Das Kindermädchen hatte Mühe gehabt, es zu beruhigen, und ein klein wenig verstimmt hatte sich die alte Dame für diesmal wieder zurückgezogen und das Kind in Ruhe gelassen. Doch wie sie jetzt, was sie früher bei Detlevchen und Karlchen nur seltener getan, täglich, sobald die Kinder im Garten waren, sich zeigte, hatte Tomchen sich bald an ihren Anblick gewöhnt, sie angelacht und sogar mit seinen Fingerchen wißbegierig nach ihrem Gesicht und ihrer Nase gegrappst, die sie ihn, überglücklich, hatte haschen lassen. Gelegentlich war es dann zwar geschehen, daß sie den Kleinen noch einmal durch etwas zu heftige Liebkosungen erschreckt hatte, als sie sich dann hierin aber in acht nahm, mochte er sie wirklich ganz gern. Doch es geschah, daß das Kind zuweilen lange unverwandt mit einem ernsten, wie starr forschenden Gesichtchen sie ansah und sich darin auch nicht unterbrechen ließ, wenn sie mit ihm plauderte, schäkerte und ihn zum Lachen zu bringen suchte.

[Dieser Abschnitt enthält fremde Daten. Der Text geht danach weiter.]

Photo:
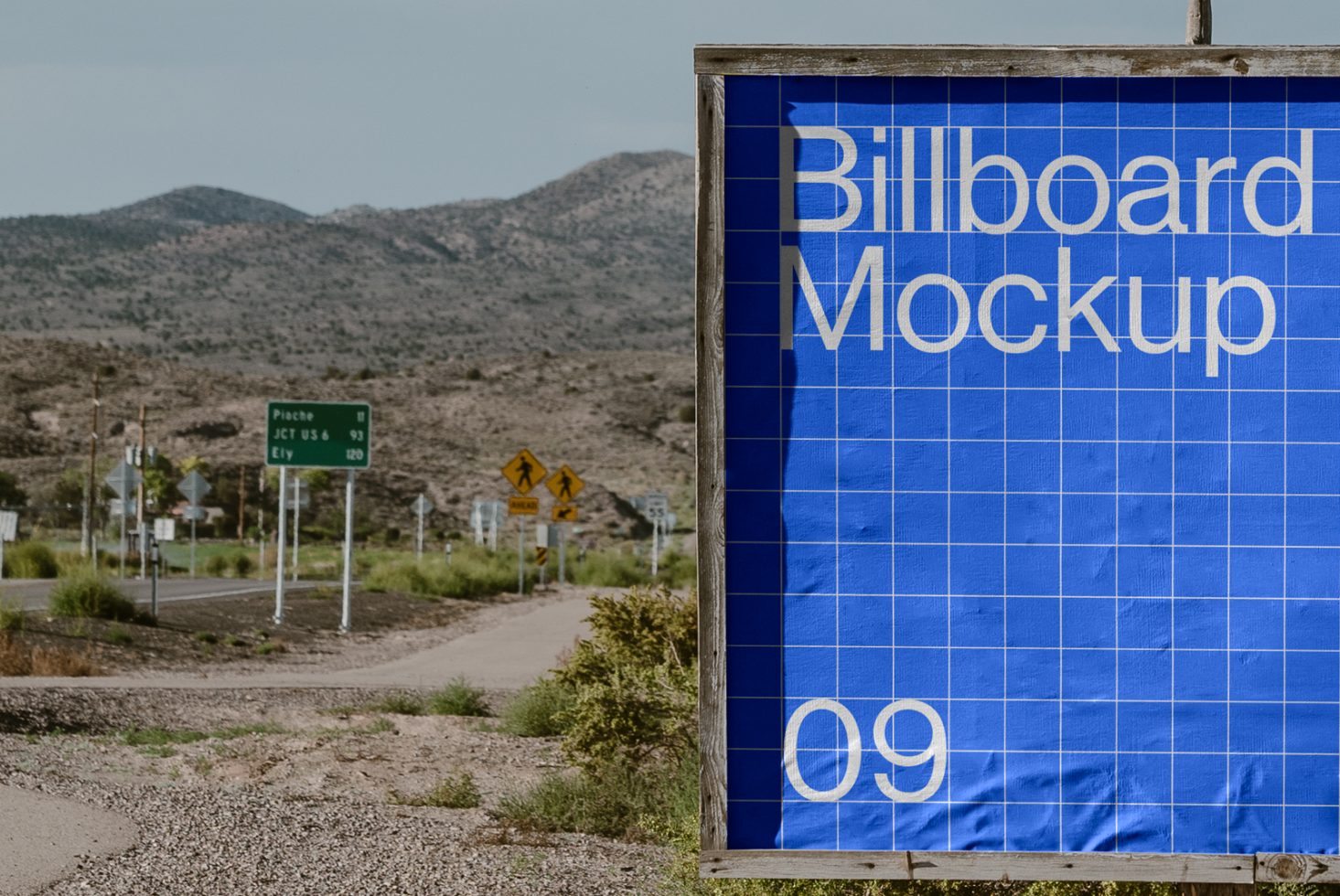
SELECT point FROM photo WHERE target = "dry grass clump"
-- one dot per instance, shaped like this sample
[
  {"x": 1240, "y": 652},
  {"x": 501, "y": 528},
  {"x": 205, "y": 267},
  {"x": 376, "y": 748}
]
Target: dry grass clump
[{"x": 19, "y": 659}]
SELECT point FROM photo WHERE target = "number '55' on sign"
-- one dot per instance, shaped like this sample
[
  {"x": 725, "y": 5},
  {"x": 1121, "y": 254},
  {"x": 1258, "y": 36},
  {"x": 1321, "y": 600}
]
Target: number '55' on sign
[{"x": 936, "y": 752}]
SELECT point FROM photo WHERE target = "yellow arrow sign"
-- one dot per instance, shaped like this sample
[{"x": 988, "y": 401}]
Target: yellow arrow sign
[
  {"x": 565, "y": 484},
  {"x": 524, "y": 472}
]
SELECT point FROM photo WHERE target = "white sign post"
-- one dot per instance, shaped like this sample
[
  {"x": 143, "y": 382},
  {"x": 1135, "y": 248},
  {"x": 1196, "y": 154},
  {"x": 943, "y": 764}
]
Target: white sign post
[
  {"x": 657, "y": 507},
  {"x": 8, "y": 532},
  {"x": 123, "y": 480},
  {"x": 193, "y": 487},
  {"x": 300, "y": 498},
  {"x": 421, "y": 507},
  {"x": 279, "y": 548}
]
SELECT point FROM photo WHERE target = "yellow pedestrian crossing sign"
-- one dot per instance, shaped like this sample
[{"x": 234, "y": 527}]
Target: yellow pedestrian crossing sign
[
  {"x": 524, "y": 472},
  {"x": 565, "y": 484}
]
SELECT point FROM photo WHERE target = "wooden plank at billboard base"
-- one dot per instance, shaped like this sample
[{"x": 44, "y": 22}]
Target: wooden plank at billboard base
[
  {"x": 977, "y": 866},
  {"x": 712, "y": 460},
  {"x": 1034, "y": 62},
  {"x": 1290, "y": 868}
]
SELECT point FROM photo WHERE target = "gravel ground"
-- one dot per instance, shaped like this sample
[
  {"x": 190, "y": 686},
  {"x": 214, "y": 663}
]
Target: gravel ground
[{"x": 303, "y": 810}]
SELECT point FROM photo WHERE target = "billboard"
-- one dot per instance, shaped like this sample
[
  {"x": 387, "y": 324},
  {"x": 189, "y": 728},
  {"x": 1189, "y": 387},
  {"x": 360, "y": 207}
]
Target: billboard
[{"x": 1020, "y": 432}]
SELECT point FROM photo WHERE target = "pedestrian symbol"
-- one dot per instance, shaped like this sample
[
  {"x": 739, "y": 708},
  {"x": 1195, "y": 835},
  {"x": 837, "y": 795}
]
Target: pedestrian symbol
[
  {"x": 524, "y": 472},
  {"x": 565, "y": 485}
]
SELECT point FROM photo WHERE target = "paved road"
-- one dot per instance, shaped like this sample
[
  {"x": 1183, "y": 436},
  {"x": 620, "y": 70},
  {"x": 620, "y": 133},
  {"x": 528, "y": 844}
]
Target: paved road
[
  {"x": 509, "y": 647},
  {"x": 34, "y": 592},
  {"x": 45, "y": 836}
]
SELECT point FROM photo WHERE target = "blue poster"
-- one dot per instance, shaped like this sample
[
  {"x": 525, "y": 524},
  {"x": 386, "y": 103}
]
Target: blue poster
[{"x": 1032, "y": 418}]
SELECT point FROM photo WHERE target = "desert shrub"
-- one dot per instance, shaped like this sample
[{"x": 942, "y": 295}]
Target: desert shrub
[
  {"x": 458, "y": 698},
  {"x": 11, "y": 616},
  {"x": 610, "y": 570},
  {"x": 57, "y": 662},
  {"x": 473, "y": 572},
  {"x": 29, "y": 560},
  {"x": 453, "y": 792},
  {"x": 87, "y": 595},
  {"x": 398, "y": 705},
  {"x": 539, "y": 710}
]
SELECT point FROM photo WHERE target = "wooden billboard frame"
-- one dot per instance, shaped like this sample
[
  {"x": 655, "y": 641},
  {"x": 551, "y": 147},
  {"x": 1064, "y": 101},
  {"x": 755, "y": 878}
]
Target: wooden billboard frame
[{"x": 712, "y": 65}]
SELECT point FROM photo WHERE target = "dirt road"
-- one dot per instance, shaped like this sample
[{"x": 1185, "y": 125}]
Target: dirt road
[{"x": 506, "y": 647}]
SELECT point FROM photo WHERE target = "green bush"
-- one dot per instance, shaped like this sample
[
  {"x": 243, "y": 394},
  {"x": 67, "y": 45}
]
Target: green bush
[
  {"x": 636, "y": 680},
  {"x": 539, "y": 710},
  {"x": 29, "y": 560},
  {"x": 458, "y": 698},
  {"x": 11, "y": 616},
  {"x": 473, "y": 572},
  {"x": 86, "y": 595}
]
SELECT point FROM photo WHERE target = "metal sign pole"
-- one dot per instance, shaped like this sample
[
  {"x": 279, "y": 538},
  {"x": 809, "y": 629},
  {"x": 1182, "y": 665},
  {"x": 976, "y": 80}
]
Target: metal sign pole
[
  {"x": 297, "y": 507},
  {"x": 520, "y": 555},
  {"x": 656, "y": 544},
  {"x": 153, "y": 584},
  {"x": 279, "y": 552},
  {"x": 348, "y": 552}
]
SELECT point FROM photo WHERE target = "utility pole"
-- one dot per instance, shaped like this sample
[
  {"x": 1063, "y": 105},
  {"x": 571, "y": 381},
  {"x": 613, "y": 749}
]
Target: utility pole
[
  {"x": 86, "y": 540},
  {"x": 241, "y": 505},
  {"x": 1198, "y": 23},
  {"x": 140, "y": 495}
]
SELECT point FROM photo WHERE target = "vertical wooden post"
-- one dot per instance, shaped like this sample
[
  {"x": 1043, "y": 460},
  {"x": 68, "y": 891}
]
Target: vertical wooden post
[
  {"x": 86, "y": 541},
  {"x": 241, "y": 505},
  {"x": 1198, "y": 22}
]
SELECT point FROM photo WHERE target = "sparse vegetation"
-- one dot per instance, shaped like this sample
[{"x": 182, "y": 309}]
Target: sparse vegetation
[
  {"x": 633, "y": 717},
  {"x": 453, "y": 792},
  {"x": 118, "y": 636},
  {"x": 541, "y": 710},
  {"x": 473, "y": 572},
  {"x": 398, "y": 705},
  {"x": 458, "y": 698},
  {"x": 29, "y": 560},
  {"x": 11, "y": 616},
  {"x": 86, "y": 595}
]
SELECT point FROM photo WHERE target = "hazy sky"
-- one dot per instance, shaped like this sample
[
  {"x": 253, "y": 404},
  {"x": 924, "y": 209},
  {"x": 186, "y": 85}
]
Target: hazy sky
[{"x": 323, "y": 103}]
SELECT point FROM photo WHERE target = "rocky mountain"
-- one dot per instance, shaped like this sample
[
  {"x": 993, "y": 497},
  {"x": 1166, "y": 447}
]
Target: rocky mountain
[
  {"x": 621, "y": 418},
  {"x": 599, "y": 260}
]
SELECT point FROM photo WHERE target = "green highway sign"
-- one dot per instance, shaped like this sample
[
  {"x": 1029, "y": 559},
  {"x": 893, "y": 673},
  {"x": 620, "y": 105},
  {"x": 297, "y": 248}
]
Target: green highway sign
[{"x": 317, "y": 434}]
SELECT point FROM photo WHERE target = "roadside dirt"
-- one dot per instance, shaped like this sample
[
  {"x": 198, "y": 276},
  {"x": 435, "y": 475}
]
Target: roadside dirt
[{"x": 239, "y": 634}]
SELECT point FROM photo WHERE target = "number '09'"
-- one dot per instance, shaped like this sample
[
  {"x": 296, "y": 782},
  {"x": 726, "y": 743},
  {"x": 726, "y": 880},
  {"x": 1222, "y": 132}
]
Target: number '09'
[{"x": 936, "y": 752}]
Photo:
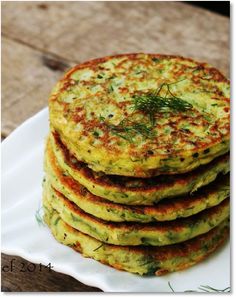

Die alte Dame interessierte sich dann für dies Verhalten und beobachtete es mit einem glücklichen, stolzen, aufmerkenden Lächeln. Denn da Tomchen dabei gebärdig blieb und auch nicht zu weinen anfing, war sein Verhalten sicher, wie sie sich sagte, das Anzeichen einer früh erwachenden Intelligenz, werdender Eigenständigkeit und Beobachtungsgabe. Überhaupt glaubte sie, freilich gemäß ihrer zum Phantastischen und wohl gar Mystischen neigenden Art, viele solcher besonderen Wahrnehmungen an dem Kinde zu machen.

Das immer häufigere Zusammentreffen mit der Großmutter, das sich allerdings meist auf diese vormittäglichen Gartenstunden beschränkte, da die alte Dame nur selten hinter ins Gartenhaus kam, wurde für das Kind bald eine ganz neue, besondere Welt und ein eigenartiges erstes Erleben.

Oft geschah es, daß die Großmutter es aus seinem Wagen auf den Arm nahm und mit ihm langsam, die Wange lind an sein Gesichtchen geschmiegt, liebkosende Worte an ihm hinhauchend und auch wohl allerlei stille, melancholische Selbstgespräche führend, die Gartenwege zwischen den hohen, alten Buchsbaumeinfassungen dahinschritt. Manchmal summte sie auch ein Liedchen. Aber das waren dann andere als die munteren Suseliedchen, mit denen seine Mutter das Kind in Schlaf sang. Sie waren so leis und still, mit einer feinen, wohltönenden Stimme gesungen. Und selbst wenn sie heiter waren, hatte ihre Lieblichkeit etwas Getragenes und Melancholisches. Und als Hintergrund für diese Liedchen bot sich dann die Umgebung dieses großen, alten, sommerlichen Gartens. Die stattliche, vornehm-stille, von einer Überfülle von Kletterrosen überwucherte Fassade des ernsten, altersgrauen Patrizierhauses; das klare, tiefe Himmelsblau oben; die sonnige, bienensummende Stille ringsum; die leuchtende Pracht der vielen Rosen und Sommerblumen, über welche bunte Schmetterlinge dahintaumelten mit ihren samtig leuchtenden Farben.

Das traumhafte Rauschen und Plätschern des großen Springbrunnens dazu, der von Aloe- und Musastauden umgeben mitten im Garten stand; die zarte, kleine, vornehme Gestalt im kaffeebraunen Seidenkleid, dessen Schleppe leise auf dem Kies des Gartenweges rauschte; das weiße, feine Spitzenkräuschen um den Hals; der funkelnde Diamantblitz an der kleinen, bleichen Hand, dieser kleinen Hand, die ihn niemals badete und besorgte, diese Brust, die ihn niemals säugte, diese zärtlichen Worte der vornehm mutierenden Stimme und ihre stillen Liedchen.

Und das alles senkte die Wunder seines tieferen Zusammenhanges mit Eindrücken und einem Raumgefühl in die kleine, erkeimende Seele, die niemals wieder so gelebt werden und zu verstehen sind, und doch irgendein heimlich tragender und bestimmender Untergrund späteren Schicksals und Erlebens bleiben.